The Sequence Opinion #815: The End of RLHF? The Rise of Verifiable Rewards
The raise of RLVR. Inside one of the most influential techniques in modern frontier models.
Welcome to this edition of TheSequence! Today, we are exploring a massive architectural shift in how artificial intelligence models are trained, moving away from human bottlenecks and toward autonomous, verifiable reasoning.
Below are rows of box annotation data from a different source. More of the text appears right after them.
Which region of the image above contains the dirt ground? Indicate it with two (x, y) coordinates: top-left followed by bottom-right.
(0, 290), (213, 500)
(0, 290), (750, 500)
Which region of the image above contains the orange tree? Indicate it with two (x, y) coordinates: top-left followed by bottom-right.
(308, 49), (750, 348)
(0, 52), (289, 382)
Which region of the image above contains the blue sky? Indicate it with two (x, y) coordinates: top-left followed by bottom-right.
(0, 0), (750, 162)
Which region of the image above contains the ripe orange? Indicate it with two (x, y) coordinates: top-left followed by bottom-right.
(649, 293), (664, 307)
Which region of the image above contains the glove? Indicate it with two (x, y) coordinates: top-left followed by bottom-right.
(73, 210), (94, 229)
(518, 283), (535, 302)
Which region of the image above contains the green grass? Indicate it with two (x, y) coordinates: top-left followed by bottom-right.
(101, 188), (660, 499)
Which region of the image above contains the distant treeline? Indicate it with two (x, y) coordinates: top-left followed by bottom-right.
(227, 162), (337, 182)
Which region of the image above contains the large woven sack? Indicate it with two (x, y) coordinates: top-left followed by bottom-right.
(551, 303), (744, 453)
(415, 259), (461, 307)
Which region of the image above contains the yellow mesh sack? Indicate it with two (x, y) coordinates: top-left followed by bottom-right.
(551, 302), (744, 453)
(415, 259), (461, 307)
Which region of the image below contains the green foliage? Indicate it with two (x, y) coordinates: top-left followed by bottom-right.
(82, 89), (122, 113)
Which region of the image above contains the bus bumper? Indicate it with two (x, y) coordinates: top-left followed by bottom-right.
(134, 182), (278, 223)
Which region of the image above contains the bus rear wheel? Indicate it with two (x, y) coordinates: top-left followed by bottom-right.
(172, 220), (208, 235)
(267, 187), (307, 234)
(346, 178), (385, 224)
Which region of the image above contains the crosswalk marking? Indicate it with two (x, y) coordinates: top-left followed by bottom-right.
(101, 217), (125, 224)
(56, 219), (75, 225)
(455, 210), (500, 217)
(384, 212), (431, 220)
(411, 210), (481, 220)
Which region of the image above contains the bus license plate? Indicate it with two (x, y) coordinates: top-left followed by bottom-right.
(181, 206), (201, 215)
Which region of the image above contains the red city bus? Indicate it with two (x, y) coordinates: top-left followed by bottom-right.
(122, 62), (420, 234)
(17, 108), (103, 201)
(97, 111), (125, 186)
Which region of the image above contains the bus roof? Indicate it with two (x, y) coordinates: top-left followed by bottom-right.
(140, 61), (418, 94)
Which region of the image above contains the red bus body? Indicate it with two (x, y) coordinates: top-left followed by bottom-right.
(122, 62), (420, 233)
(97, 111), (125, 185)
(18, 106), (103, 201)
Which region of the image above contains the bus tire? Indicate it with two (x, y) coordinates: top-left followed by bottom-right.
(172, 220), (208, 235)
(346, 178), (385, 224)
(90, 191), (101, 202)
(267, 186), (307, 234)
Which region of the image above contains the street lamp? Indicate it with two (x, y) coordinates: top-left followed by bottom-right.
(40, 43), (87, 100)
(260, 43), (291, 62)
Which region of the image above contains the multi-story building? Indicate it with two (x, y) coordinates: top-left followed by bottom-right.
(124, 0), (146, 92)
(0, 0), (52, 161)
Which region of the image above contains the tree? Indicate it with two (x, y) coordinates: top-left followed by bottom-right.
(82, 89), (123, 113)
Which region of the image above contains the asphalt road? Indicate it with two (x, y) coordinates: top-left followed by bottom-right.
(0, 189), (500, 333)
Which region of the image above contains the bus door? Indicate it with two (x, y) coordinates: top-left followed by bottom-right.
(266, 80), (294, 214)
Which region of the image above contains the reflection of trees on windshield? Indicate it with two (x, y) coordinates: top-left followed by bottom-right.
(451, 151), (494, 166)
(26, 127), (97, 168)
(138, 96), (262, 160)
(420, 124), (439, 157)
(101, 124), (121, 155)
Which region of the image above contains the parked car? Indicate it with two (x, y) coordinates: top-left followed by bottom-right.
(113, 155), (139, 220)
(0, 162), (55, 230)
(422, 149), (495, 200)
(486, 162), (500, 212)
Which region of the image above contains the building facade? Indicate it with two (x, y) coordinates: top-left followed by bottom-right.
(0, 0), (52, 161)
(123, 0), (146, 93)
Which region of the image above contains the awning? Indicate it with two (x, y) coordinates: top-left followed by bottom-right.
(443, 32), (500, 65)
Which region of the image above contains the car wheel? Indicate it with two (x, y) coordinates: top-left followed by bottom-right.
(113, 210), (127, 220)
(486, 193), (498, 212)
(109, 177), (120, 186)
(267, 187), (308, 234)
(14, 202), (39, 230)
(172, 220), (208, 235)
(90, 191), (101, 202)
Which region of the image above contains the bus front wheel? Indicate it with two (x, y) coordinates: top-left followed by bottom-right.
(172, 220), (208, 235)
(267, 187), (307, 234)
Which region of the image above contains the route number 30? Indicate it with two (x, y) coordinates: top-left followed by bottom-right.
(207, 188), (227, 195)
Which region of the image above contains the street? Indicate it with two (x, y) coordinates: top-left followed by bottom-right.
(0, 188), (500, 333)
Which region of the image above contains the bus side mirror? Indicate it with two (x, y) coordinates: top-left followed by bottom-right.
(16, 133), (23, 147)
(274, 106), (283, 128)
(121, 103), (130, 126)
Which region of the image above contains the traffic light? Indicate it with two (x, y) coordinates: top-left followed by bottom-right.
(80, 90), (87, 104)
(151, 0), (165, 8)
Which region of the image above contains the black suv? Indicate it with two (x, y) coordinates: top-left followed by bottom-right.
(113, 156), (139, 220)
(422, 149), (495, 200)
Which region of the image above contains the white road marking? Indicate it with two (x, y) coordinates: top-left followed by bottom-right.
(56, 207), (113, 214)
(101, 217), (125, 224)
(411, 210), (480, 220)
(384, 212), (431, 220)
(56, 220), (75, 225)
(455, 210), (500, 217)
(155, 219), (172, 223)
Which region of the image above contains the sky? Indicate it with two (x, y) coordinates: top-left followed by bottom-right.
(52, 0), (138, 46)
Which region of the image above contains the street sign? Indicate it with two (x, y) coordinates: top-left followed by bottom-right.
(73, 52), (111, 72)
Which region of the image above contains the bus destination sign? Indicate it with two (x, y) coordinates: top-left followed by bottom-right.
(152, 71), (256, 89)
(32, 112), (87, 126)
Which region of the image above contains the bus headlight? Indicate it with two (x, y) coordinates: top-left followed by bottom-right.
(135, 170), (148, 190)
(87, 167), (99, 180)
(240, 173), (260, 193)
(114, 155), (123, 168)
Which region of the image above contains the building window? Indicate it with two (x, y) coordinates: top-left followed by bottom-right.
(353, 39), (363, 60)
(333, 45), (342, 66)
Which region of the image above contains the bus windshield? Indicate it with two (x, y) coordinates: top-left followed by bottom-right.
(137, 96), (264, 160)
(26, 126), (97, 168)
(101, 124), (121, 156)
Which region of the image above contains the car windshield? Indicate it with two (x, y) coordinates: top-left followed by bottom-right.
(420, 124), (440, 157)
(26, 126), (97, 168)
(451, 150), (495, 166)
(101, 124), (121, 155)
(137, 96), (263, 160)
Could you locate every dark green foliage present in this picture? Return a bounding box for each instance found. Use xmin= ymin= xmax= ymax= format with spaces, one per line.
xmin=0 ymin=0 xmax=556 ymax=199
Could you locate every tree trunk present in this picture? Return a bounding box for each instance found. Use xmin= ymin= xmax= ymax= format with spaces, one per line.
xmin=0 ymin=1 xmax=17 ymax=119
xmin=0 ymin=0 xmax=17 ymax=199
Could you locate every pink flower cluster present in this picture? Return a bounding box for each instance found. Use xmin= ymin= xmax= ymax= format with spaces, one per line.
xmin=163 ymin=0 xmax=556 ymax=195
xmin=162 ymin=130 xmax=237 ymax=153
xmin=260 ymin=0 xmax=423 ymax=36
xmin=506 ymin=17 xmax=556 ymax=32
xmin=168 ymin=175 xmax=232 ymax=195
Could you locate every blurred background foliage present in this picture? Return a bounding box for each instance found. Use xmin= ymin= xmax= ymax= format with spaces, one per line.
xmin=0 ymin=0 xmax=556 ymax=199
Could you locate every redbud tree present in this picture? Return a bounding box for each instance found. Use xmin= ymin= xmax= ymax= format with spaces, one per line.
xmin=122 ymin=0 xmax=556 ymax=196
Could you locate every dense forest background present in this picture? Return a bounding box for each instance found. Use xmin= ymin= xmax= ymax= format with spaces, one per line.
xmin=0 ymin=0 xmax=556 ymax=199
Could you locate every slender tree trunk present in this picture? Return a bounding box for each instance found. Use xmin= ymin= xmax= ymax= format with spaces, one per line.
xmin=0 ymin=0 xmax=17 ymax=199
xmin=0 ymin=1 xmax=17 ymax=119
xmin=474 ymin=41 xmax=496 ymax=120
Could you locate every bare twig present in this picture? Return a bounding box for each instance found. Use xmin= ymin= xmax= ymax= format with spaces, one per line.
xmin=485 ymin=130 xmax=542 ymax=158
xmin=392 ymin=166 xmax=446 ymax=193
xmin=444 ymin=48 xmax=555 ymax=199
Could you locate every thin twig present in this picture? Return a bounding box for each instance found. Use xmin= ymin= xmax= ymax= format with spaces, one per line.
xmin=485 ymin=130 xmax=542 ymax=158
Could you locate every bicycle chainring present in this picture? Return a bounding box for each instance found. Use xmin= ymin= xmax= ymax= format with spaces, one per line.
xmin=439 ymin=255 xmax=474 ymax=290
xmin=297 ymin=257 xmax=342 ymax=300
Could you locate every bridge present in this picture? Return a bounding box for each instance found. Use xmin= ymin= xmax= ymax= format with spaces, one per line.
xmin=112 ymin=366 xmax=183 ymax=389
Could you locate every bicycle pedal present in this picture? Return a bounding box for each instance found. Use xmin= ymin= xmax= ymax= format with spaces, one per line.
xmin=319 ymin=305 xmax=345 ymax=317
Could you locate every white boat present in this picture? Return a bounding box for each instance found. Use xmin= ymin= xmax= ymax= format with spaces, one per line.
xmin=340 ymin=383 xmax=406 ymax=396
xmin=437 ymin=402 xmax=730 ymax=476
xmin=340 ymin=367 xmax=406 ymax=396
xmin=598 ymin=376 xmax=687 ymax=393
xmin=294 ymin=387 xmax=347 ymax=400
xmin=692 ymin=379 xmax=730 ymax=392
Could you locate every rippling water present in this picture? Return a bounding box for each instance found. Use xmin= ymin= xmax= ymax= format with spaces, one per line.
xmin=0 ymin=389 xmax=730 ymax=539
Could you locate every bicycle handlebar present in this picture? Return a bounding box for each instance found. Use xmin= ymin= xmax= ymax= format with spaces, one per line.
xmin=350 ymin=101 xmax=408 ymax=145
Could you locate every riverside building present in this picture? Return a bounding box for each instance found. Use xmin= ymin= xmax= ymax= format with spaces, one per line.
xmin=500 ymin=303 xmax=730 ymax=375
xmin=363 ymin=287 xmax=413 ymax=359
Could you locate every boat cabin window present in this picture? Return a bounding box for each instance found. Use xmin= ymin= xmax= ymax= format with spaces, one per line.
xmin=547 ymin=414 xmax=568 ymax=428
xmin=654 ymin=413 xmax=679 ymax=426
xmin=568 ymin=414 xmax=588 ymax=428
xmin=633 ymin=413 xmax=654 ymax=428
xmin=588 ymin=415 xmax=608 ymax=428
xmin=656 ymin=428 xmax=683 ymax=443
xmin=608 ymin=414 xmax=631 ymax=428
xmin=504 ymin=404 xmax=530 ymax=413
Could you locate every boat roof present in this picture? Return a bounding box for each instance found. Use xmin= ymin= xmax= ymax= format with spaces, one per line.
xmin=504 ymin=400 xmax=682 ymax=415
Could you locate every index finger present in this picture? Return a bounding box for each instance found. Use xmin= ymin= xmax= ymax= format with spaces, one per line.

Here is a full breakdown of the transition to what many are calling one of the most influential post-training techniques in frontier AI models.
The Ceiling of RLHF
A few years ago, we witnessed the transition to AI-powered software. Instead of humans explicitly writing instructions, we started defining goals and letting backpropagation find the optimal program within the continuous weight space of a neural network. It was a radical shift that completely transformed the software landscape.
However, the standard training pipeline for Large Language Models (LLMs) has recently hit a conceptual ceiling. The prevailing method—pretraining on massive internet corpora followed by Reinforcement Learning from Human Feedback (RLHF)—produces fast, intuitive pattern matchers. These models act as “System 1” thinkers that associate inputs with statistically likely outputs. Unfortunately, they lack the capacity to pause, deliberate, and engage in “System 2” deep reasoning.
The core issue is that RLHF is bottlenecked by humans. Human preference is a remarkably noisy proxy for absolute truth; raters are expensive, slow, and frequently disagree. If a model generates a brilliant but unorthodox mathematical proof, human labelers might reject it simply because they do not understand it. Ultimately, RLHF scales only as fast as human bodies can work, meaning it fundamentally does not scale.